What is the best cpu and gpu combination?

GPGPU: What is stopping the convergence of GPU and CPU?

  • A GPU contains multiple (~8-16) compute units.  A compute unit contains many (~32) processing elements, each with its own registers.  Each element is, roughly, a thread, but all elements within the same unit must execute the same code (SIMD). It follows that a GPU can simulate a CPU by using a single processing element in a single compute unit.  This is hugely inefficient (no parallelism), but otherwise OK. So why can't a GPU run an operating system, using a single compute unit / processing element as a CPU? Part of the answer is how memory access is managed.  A CPU uses a lot of logic to predict, prefetch and pipeline data, while a GPU does not (instead, it simply switches to another thread while it waits).  But if that is the only important difference then convergence doesn't seem so hard - "just" a matter of bolting the memory management from a CPU onto a GPU and enabling it in certain contexts. So what other problems exist? Alternative ways of asking this question (I believe!): Why did Larrabee fail? (ie technically, why is this a hard problem?) Why does Nvidia need ARM cores for Denver rather than just using a single compute unit / processing element as described above? Why are CPUs and GPUs two different classes of things, rather than points on a continuous sliding scale that describes the degree of parallelism required in a processor? Why not have a GPU whose compute units contain 1, 2, 4, 8, ... processing elements, with progressively less prediction / pipelining logic as the parallelism increases?

  • Answer:

    In many ways GPUs currently exist at a level of development for software that is closer to what we had in the 1960s and 1970s, where very talented developers focused huge amounts of resources on optimizing their code for specific hardware architectures. They could then achieve stellar results (by the measure of the day). Eventually, people started to depend more and more on compilers to do that for them.
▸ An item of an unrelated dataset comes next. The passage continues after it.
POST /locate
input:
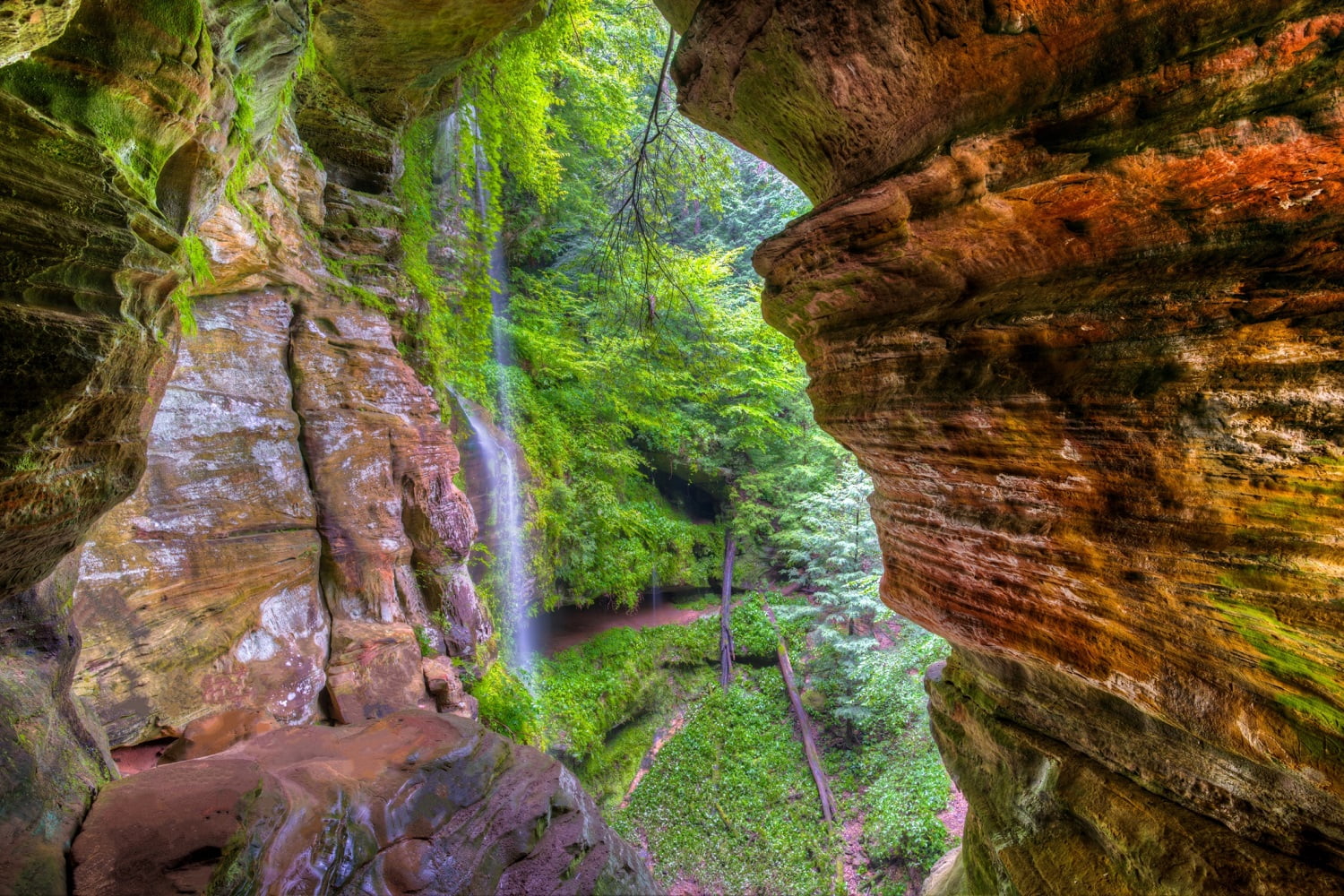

They started to assume that the hardware was "fast enough" to mask inefficiencies in their code. GPUs do not have such capabilities. Next, the reason GPUs are so much "faster" than traditional CISC architectures is that they have absolved themselves of a lot of things that a regular developer assumes exists, even if she doesn't know it. Things like cache coherency. Branch prediction. Out of order execution. This is similar to the above point. GPUs are fast because they take simple architectures and stamp hundreds of them onto a chip. In some odd little way, it's like the ideas behind Danny Hillis' paper and the Connection Machine (CM1/CM2) where thousands of simple CPUs are running in parallel. The problem is, people discovered it's really hard to write "general purpose" applications on that platform. Sure, it can blow away other systems at certain things, like CFD or weather simulations, but that's not what most applications are. In addition, GPUs, by their very nature, often have very rigid constraints on code size, etc, and to keep them fed, a locality of reference requirement in the way data is managed. So the near future, to me, if I were a "betting man", is a tighter coupling of the two pieces. A continuation of the current CPU architectures with a massively parallel (by comparison) adjunct GPU. A form of asymmetrical multiprocessing that has been popular at various points in the past. You continue to ues the general purpose CPU for most code, but the GPU for what it's good for. The start of this is witnessed in things like Apple's Core Image and compositing engine which offloads a lot of the heavy lifting onto the GPU, but not the overall coordination. Or Grand Central Dispatch where you write code that the OS then determines where best to run. All architectures come with trade-offs, and so no one architecture is ever going to solve all problems optimally. A renaissance of architectures is just what this industry needs, not just another single architecture.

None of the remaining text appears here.